The text cautions us to plan which roles a server will take on when installing CS. It recommends that the server acting as the Certificate Authority be hardened with Security Configuration Wizard after installation. On page 72, the text lists four key responsibilities for a CA:

• accept or reject certificate requests from users, computers, and other entities
• verify the requester's information and verify that policy allows the requester to make the request
• validate certificates
• revoke certificates and publish them in the Certification Revocation List (CRL)

When installing AD CS Role, you can start with Server Manager as you did when installing AD. You can also use PowerShell. Note the warnings on page 75 about making sure the role to install is available, and to install the graphic management interface if you choose PowerShell as your installation method. The text begins a section on using Server Manager to install AD CS on page 77. Page 85 starts a section on installing Site-Aware Certificate Enrollment, and its features described earlier in the chapter.

Chapter 4

The text explains one need for Federation Services on page 91: to enable applications running in one domain to authenticate with user accounts in another domain. On page 92, the text lists three common reasons that lead to using AD FS:

• Access to an application on a trusted network without having to log on to that network
• Providing a single logon regardless of the authentication used on the other network
• Enabling SSO (Single SignOn) for employees accessing web apps
  

A fourth scenario is described on page 96, having a cloud service that requires a federated trust between your network and the cloud provider's network.

This type of service is useful, but it takes careful planning to avoid opening a security breach in both involved networks. Take note of the planning concerns on pages 93 through 95.

On page 97, the text tells us that AD FS is based on Windows Identity Foundation (WIF), which is now part of the .Net Framework, included with Windows Server 2012. This sounds very much like material for a certification test question.

The text presents instructions for installing AS FS through PowerShell, and through Server Manager. The Server Manager section is more detailed and goes on to page 107. It is followed by a troubleshooting section that runs to page 110.

The other major topic of chapter 4 is Active Directory Rights Management Services (AD RMS). This service is discussed in the text as being vital to protecting the confidentiality of data sent in emails. The text recommends that we consider using AD RMS as an on-premise (single location) solution, and that we consider using Windows Azure AD RMS when we need to integrate cloud services in our solution. In this case, the cloud based Azure AD RMS verifies that a user has rights before they are allowed to see the contents of encrypted files.

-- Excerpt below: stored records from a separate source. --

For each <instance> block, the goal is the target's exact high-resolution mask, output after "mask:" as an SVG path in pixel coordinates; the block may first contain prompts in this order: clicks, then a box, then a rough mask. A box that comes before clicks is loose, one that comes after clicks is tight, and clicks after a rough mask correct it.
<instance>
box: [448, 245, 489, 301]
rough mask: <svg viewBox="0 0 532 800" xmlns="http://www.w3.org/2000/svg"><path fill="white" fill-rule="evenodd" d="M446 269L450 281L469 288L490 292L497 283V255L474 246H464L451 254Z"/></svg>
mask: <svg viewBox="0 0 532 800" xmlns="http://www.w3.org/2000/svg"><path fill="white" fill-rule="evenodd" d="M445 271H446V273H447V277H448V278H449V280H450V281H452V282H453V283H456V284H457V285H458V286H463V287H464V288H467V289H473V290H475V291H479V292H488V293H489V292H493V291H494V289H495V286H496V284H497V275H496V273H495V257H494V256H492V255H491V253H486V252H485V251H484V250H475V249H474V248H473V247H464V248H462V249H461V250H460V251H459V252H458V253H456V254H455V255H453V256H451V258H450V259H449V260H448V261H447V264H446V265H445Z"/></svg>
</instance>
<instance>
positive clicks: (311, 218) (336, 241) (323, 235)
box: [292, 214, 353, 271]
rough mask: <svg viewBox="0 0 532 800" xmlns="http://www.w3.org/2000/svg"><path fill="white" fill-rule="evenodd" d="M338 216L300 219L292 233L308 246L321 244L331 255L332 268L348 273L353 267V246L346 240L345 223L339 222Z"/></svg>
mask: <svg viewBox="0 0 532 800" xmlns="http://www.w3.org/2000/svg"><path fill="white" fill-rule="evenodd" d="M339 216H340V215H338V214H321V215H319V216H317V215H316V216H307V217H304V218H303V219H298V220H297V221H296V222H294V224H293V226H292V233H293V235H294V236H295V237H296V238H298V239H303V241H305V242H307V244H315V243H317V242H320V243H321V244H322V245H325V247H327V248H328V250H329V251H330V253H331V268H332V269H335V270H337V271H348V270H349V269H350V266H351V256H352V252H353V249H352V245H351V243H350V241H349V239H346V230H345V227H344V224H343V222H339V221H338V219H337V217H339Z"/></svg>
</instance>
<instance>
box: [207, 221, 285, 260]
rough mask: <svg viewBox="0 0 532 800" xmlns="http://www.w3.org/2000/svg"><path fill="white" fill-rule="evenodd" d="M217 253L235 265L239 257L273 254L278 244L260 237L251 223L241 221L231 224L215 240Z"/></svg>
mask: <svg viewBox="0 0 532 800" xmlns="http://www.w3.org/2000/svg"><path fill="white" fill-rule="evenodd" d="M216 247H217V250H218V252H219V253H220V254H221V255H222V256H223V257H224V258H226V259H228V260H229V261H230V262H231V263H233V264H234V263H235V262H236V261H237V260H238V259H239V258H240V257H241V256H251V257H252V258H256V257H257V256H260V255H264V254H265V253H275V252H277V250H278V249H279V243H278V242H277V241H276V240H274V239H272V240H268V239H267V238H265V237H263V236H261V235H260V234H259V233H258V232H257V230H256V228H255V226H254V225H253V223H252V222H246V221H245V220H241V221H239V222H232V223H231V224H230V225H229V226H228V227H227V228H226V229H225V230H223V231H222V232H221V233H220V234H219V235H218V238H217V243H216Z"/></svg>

Some considerations are offered:

• You will need at least one AD RMS root cluster for each forest in your organization, but Microsoft recommends two in each forest for "high availability".
  
• The text is a bit less clear on the next one. It says not to install AD RMS in conjunction with AD DS (Domain Services). It means that we should not put them on the same server. The text recommends a dedicated server for AD RMS, but then again that is recommended for every product.
  

The text begins a set of installation instructions on page 113. Note the three preparation conditions: Exchange Server is installed and running, SQL Server is installed and running, and Windows Network Load Balancing (NLB) is installed on both nodes that will be running AD RMS. This is not as clear from the text description as it is from the graphic on page 113.

The installation process must be done on each node, with the second node joining the AD RMS cluster that you create with the first node. Installation instructions continue through page 118.